No nos sorprende comprobar que todos los riesgos enumerados fueron consciente y valerosamente asumidos por Sebastián en su vida y en su poesía. Siempre estuvo dispuesto a confesarse, a la confidencia en alta voz, aun de lo que muchos vergonzosamente ocultan, y a admitir errores y arrepentimientos. La subversión fue compañera constante suya y explícita o implícitamente presente en toda su obra. Se atrevió a medir de frente la condición de la especie y cogerle los cuernos. Su solidaridad con los otros (Pertenezco a muchas gentes) es leit-motiv de su poesía. Sabíamos igualmente honde hallarle cuando se trataba del humor, de lo grotesco, de lo infame, o de cualquier otra manifestación sublime o baja. Y en él vibraron no sólo los grandes temas sino también otros más humildes, más modestos o más descuidados por la poética contemporánea. Supo decirnos de la ternura familiar, de la nostalgia del país natal, y sublimar hasta la santidad esa mujer que juntaba perros como los frutos de su vientre.
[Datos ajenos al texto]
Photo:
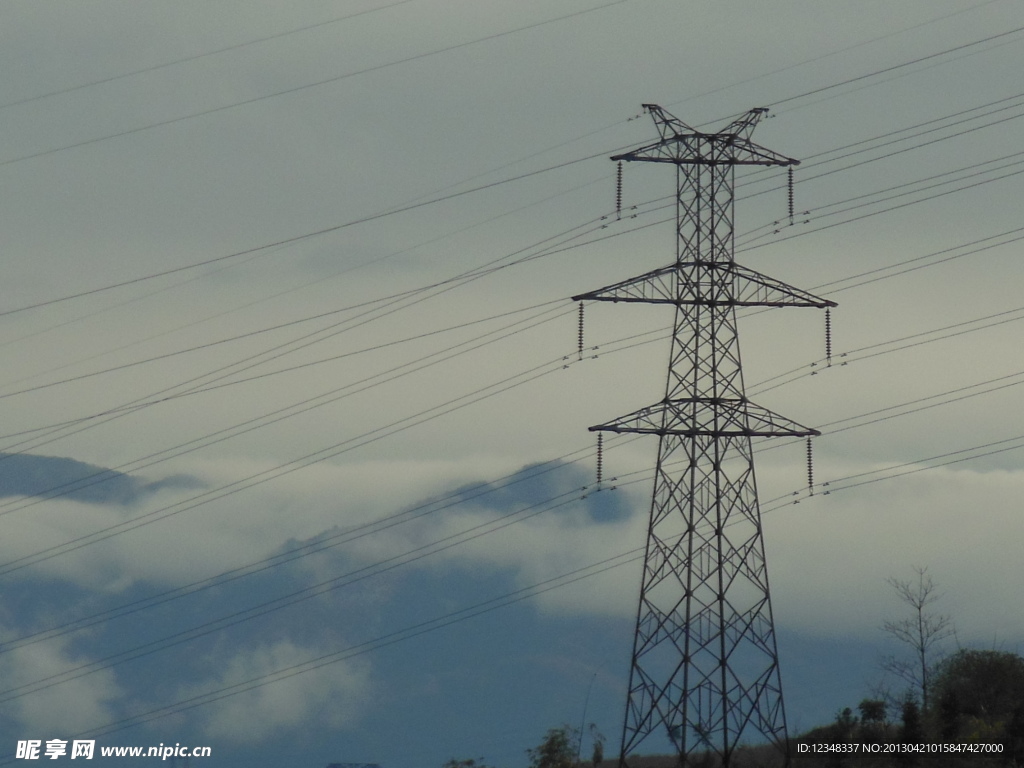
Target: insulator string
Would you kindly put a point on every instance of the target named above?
(581, 332)
(619, 190)
(828, 337)
(790, 187)
(810, 467)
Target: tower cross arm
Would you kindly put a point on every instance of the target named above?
(683, 144)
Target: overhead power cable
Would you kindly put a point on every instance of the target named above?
(390, 212)
(406, 633)
(258, 478)
(320, 545)
(306, 86)
(455, 616)
(196, 57)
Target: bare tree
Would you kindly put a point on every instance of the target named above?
(922, 632)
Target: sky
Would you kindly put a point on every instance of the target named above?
(295, 460)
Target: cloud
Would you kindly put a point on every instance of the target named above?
(329, 696)
(71, 708)
(26, 474)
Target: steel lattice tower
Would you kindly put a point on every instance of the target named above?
(705, 670)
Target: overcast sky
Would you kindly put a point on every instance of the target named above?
(251, 263)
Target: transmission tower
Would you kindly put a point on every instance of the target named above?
(705, 673)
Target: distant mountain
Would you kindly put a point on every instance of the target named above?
(52, 476)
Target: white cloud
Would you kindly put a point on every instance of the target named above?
(64, 710)
(330, 695)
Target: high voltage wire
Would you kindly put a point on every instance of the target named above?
(894, 407)
(393, 211)
(79, 486)
(382, 641)
(185, 59)
(207, 583)
(411, 297)
(339, 655)
(281, 470)
(306, 86)
(322, 544)
(304, 406)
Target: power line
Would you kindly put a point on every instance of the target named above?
(186, 59)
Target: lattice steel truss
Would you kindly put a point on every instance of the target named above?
(705, 673)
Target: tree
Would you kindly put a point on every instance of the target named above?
(872, 711)
(922, 632)
(558, 749)
(979, 695)
(598, 739)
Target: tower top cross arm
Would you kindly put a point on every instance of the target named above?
(683, 144)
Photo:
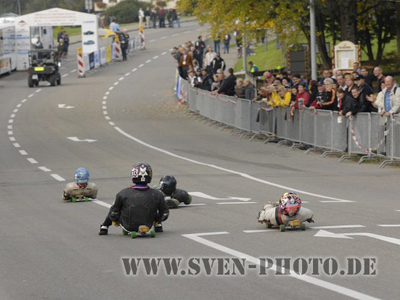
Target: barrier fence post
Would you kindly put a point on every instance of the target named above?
(81, 65)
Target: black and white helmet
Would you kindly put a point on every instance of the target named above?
(141, 173)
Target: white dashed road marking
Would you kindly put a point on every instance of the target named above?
(32, 161)
(57, 177)
(44, 169)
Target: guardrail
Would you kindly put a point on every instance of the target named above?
(365, 136)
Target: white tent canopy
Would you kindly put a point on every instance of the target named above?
(55, 17)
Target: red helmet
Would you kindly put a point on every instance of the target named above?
(290, 204)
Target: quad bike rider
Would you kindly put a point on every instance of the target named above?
(288, 212)
(138, 205)
(81, 189)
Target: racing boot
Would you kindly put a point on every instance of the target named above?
(158, 227)
(103, 230)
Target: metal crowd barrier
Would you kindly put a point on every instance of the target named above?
(366, 135)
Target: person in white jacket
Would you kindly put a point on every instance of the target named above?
(388, 100)
(288, 209)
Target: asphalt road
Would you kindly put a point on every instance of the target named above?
(51, 250)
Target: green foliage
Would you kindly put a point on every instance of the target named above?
(126, 11)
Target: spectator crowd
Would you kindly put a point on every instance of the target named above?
(348, 93)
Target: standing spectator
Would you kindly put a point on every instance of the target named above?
(142, 38)
(153, 17)
(249, 92)
(227, 41)
(329, 100)
(253, 68)
(349, 84)
(200, 46)
(218, 63)
(176, 18)
(147, 15)
(140, 17)
(380, 78)
(217, 44)
(161, 16)
(124, 40)
(209, 57)
(325, 74)
(66, 42)
(207, 80)
(388, 100)
(347, 103)
(368, 78)
(356, 67)
(115, 26)
(240, 88)
(228, 85)
(186, 62)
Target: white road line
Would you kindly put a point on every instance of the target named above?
(44, 169)
(309, 279)
(236, 203)
(101, 203)
(337, 227)
(57, 177)
(258, 231)
(226, 170)
(32, 160)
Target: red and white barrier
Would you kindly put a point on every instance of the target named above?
(81, 64)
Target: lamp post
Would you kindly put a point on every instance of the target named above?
(312, 42)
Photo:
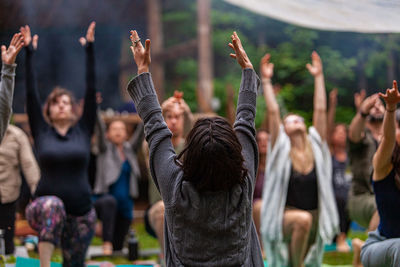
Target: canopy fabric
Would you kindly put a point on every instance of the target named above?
(367, 16)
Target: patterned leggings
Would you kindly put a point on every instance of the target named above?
(48, 217)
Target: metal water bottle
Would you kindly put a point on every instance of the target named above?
(2, 248)
(2, 243)
(133, 246)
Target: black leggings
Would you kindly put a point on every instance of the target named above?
(115, 227)
(7, 221)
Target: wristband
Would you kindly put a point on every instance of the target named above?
(364, 115)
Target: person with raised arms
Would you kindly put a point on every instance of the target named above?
(382, 248)
(299, 212)
(8, 56)
(62, 212)
(208, 188)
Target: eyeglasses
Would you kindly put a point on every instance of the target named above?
(294, 119)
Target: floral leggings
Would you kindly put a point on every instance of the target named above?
(48, 217)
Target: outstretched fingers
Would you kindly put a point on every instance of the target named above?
(147, 47)
(91, 31)
(19, 44)
(265, 59)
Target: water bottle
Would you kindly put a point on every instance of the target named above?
(133, 246)
(2, 243)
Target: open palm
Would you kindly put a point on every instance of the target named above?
(266, 68)
(8, 55)
(392, 96)
(316, 67)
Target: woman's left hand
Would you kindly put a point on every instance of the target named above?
(315, 68)
(8, 55)
(141, 54)
(89, 34)
(240, 55)
(392, 96)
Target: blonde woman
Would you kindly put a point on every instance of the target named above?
(299, 211)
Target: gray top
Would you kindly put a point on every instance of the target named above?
(6, 95)
(109, 162)
(203, 229)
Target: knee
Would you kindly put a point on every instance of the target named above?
(303, 221)
(394, 251)
(108, 202)
(156, 213)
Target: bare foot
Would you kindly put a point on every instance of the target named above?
(357, 244)
(341, 244)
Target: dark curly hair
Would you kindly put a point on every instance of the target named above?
(212, 158)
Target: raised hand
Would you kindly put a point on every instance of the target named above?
(368, 103)
(266, 68)
(26, 33)
(89, 34)
(315, 68)
(240, 55)
(333, 96)
(359, 98)
(141, 54)
(392, 97)
(9, 55)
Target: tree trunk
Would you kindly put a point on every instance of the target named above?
(154, 25)
(205, 68)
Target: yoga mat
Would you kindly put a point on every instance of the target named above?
(323, 265)
(28, 262)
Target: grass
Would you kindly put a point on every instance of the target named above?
(145, 242)
(148, 242)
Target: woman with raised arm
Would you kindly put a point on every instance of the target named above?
(62, 211)
(382, 247)
(8, 56)
(299, 211)
(208, 188)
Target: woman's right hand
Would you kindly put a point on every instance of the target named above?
(266, 68)
(141, 54)
(26, 33)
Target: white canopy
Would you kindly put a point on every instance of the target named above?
(368, 16)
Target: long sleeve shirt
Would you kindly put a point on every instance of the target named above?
(6, 95)
(64, 159)
(203, 229)
(15, 156)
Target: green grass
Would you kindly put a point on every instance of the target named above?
(147, 242)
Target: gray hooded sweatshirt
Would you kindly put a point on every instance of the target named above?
(203, 229)
(6, 96)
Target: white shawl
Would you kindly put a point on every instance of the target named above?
(276, 182)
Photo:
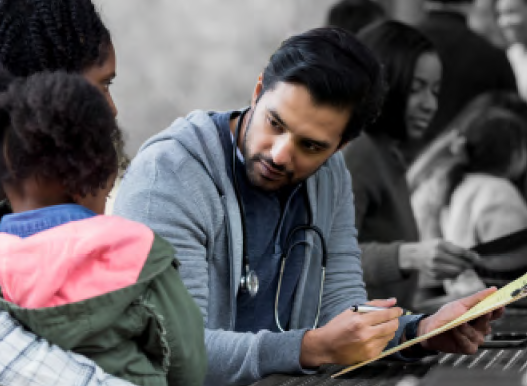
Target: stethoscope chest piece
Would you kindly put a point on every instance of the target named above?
(250, 282)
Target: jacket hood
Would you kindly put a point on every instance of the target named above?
(73, 262)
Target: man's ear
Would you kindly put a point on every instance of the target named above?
(257, 91)
(342, 145)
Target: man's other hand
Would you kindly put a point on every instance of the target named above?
(351, 337)
(467, 337)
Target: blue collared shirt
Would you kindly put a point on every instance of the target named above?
(28, 223)
(26, 359)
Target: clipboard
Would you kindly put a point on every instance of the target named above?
(510, 293)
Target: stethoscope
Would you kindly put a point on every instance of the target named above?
(249, 279)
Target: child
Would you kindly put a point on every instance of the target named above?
(99, 285)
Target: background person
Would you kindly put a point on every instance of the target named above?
(387, 232)
(471, 64)
(354, 15)
(512, 20)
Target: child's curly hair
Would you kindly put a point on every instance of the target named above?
(57, 126)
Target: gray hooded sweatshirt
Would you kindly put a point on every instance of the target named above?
(179, 187)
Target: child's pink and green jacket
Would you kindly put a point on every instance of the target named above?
(107, 288)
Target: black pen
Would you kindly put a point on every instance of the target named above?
(364, 308)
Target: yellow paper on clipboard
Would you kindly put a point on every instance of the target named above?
(512, 292)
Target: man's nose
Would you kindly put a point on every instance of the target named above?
(282, 149)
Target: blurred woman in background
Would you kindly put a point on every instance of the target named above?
(473, 190)
(392, 253)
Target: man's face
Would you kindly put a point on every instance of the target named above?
(512, 19)
(288, 137)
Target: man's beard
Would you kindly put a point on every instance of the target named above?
(251, 161)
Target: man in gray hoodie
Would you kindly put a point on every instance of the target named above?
(242, 194)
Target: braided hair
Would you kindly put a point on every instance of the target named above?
(57, 126)
(49, 35)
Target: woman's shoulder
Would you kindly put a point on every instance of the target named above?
(487, 184)
(487, 190)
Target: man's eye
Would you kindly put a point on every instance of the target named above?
(312, 147)
(107, 85)
(274, 123)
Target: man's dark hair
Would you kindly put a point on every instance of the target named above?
(353, 15)
(57, 126)
(336, 68)
(398, 47)
(49, 35)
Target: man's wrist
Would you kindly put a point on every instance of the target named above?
(407, 254)
(313, 353)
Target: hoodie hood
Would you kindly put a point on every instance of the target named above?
(73, 262)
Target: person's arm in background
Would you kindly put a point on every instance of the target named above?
(499, 211)
(380, 261)
(28, 360)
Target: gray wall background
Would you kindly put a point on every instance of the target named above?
(175, 56)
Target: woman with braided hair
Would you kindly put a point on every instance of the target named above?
(38, 36)
(49, 35)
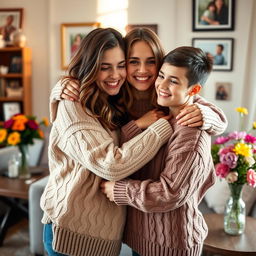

Lo admirable es que bordeando siempre el peligro de lesa poesía nunca cayera en la trampa de la sensiblería o el sentimentalismo, que su poesía quedara inmune de hojarascas y rimbombancias. Hay un esforzarse en lo escueto, lo preciso; se insinúa y no se subraya. Y esta parquedad, esta seguridad, este dominio de la expresión poética es lo que tal vez sea su virtud mayor y también, posiblemente, ese rasgo peculiar que quisimos captar en su poesía.